Start reading articles from sources that aren’t being paid by the industry. Check out writers like Leah Bloom, the sustainable food examiner at the Boston Examiner, for things you can do on a small scale to make big changes in your eating habits. Read Michael Pollan’s The Omnivore’s Dilemma and In Defense of Food for eye-opening treatises on the food industry in America. For more info on sustainability, pick up a copy of Living Green: A Practical Guide to Simple Sustainablity by Greg Horn. I don’t agree with everything Horn says about how to live “green”, but he gives some good basic information. Watch Supersize Me or Food Inc for more motivation. Finally, join the revolution and make some noise about it.
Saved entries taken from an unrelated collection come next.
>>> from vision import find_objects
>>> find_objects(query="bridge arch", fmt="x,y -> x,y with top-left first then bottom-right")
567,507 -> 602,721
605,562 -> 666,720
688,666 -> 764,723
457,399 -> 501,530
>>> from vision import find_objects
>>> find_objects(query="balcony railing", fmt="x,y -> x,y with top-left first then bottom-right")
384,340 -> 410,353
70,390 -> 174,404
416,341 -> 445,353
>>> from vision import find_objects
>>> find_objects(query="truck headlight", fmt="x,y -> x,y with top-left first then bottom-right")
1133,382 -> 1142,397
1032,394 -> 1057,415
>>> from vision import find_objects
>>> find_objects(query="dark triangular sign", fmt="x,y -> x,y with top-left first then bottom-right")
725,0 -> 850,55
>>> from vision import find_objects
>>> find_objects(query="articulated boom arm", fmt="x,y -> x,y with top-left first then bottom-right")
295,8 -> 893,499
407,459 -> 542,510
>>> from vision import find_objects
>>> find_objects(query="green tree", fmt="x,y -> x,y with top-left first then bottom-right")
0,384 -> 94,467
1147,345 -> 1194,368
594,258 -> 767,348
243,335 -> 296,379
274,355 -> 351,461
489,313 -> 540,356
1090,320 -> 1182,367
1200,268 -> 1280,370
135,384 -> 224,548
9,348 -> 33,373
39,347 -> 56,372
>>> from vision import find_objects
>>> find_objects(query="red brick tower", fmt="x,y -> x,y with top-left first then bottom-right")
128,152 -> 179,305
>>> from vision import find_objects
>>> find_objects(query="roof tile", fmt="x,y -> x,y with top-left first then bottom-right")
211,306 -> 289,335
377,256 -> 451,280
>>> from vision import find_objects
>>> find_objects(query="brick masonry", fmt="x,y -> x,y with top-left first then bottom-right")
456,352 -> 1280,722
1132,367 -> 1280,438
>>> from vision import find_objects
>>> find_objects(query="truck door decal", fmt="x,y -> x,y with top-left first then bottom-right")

I like the way Pollan sums up how to eat. He writes in In Defense of Food that we should “Eat food, mostly plants, not too much.” To really solve the problem of food, we need to change from being a country of soda-swilling, fast-food horking, indifferent consumers of processed foods, and start thinking of how our food is produced, making sure it is worthy for our bodies, and using our collective power to effect change. Your dollars will tell the food producers what you want. The message you send will be clear: I want to eat food that is healthy and tastes good, produced with respect for the farmer. There is an ethics to food production that has been lost. And it’s time to find it again.
I have smart readers. You know that when Velma or Daphne removes the mask from the bad guy/gal in every episode of Scooby Doo, the villain always says that he/she would have gotten away with it, if it weren’t for those meddling/pesky/ kids. Stop letting them get away with it!